She left me in November,
And I cried for the whole December
I begged for her in January,
But by February, I lost her completely
My heart aches as you walk near
You, who've once taken everything I held dear
You have some nerve to come to me
When you made certain to ruin who I could be
Are you here to gloat, parade your victory?
I want to go, but you won't set me free
And I'm tired, I have nothing left to give
I wish you wouldn't come back once you leave.
I wonder if I flit through your mind
If there are times you still try to find
Me, in those songs, those places
If in your life, I left some spaces
For you part me with a void, an aching in my soul
The face I look for in the crowd, the name I try to howl
Or maybe you don't even remember
The girl you've given a hasty farewell that chilly December.
I'm in a perpetual state of numbness
Forgotten how to feel, how to be
I only have my pen as a witness
Stranded in this strange, bleak sea
I have been alone in this boat for so long
Plugging holes with paper
Coldness seeping to the pages and my bones
My oars swallowed by the water
Maybe I'd let this sink in the deeps below
Release the burdens of sorrow
And I'll be free, unencumbered by tomorrow.

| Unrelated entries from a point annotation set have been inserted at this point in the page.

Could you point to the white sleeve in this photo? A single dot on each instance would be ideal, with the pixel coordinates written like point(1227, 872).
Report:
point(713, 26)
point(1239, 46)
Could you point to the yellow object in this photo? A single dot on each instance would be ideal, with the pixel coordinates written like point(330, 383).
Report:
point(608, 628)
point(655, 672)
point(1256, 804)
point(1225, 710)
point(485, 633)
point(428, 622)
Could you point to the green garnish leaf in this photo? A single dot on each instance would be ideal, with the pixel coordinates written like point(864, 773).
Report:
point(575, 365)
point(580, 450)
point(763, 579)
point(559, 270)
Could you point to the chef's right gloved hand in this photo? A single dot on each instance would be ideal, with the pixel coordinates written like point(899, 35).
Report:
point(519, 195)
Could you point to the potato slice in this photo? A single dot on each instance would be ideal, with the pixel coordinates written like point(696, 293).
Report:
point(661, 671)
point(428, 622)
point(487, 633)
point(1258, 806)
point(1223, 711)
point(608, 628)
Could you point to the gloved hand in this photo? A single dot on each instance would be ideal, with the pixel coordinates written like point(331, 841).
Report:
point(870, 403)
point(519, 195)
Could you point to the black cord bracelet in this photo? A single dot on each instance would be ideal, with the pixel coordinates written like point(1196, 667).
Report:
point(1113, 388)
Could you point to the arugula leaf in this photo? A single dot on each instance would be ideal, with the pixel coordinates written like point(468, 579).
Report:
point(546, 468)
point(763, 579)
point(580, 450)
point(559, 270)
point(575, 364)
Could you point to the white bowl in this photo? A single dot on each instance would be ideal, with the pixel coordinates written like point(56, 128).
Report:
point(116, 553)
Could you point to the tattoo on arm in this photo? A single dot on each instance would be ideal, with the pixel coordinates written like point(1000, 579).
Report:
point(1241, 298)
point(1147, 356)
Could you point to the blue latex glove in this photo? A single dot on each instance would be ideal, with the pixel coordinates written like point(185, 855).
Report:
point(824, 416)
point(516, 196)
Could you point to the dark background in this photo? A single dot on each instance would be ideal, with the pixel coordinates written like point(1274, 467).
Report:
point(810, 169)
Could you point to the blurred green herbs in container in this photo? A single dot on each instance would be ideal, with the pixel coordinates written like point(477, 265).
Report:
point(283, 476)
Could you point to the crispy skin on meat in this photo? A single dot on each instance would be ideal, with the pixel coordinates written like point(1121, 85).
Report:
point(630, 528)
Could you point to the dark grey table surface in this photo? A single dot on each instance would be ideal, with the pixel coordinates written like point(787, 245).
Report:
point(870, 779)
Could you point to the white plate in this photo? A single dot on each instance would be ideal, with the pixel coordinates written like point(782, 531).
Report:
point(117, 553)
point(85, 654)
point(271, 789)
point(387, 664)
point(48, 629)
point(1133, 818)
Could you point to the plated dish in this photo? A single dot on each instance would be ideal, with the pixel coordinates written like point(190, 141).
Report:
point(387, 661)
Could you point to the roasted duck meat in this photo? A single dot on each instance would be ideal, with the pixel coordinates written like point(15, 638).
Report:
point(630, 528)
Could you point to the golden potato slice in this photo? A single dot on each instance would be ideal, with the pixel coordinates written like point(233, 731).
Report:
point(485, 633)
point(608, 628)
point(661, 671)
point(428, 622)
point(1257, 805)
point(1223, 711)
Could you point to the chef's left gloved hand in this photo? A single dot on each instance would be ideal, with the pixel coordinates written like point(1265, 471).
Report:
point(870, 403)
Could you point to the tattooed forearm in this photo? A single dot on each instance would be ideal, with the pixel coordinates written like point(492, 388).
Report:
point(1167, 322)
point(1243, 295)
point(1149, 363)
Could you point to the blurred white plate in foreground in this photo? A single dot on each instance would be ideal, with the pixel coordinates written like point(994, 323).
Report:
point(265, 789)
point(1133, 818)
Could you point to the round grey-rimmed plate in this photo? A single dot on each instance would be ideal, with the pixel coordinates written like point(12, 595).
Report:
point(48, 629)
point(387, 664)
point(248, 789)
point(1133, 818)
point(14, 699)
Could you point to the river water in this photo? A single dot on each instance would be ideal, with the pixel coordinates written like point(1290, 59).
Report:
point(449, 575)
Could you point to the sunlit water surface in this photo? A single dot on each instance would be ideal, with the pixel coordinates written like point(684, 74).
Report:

Often I wonder if I'll ever hear your voice again
'Cause I can no longer remember its sound, its tone
I can only feel the warmth it brings when it rains
The way it made my heart skips, the way it chilled my bones
I wonder if you still laugh the same
If my soul, your singing can still tame
'Cause all I have now is a dusty memory
One that's leaving me, leaving me slowly
So here I am, still hoping against it all
That you'll one day give me call
That once again, I'll feel that honey dripping in my ears
Just so I can be reminded, there's someone real behind these tears.
I watch the pebble skips in the water
As my heart flips, flips, flips
The ghost of your touch, my knees waver
And I weep, weep, weep.
I float, empty, a husk
In solitude, I bask
Don't let me, don't let me drown
Fill this void and anchor me down.
i don't know how i can describe you
you're like my guardian angel who suddenly flew
leaving me overwhelmed by your greatness
since then, looking for you became my quest
you became my anchor to the real world
in the midst of coals, you became my gold
i hold on to you with everything i have
i lay at your feet all that i love
you made me happy like i thought i'd never be
in my own tiny prison, you set me free
right then, i thought something might last
but as i turn around, you became my past
as i sat there, feeling numb
i ask myself, how i can be so dumb?
that i have never realized, you were there only for a season
that you only came to teach me a painful lesson.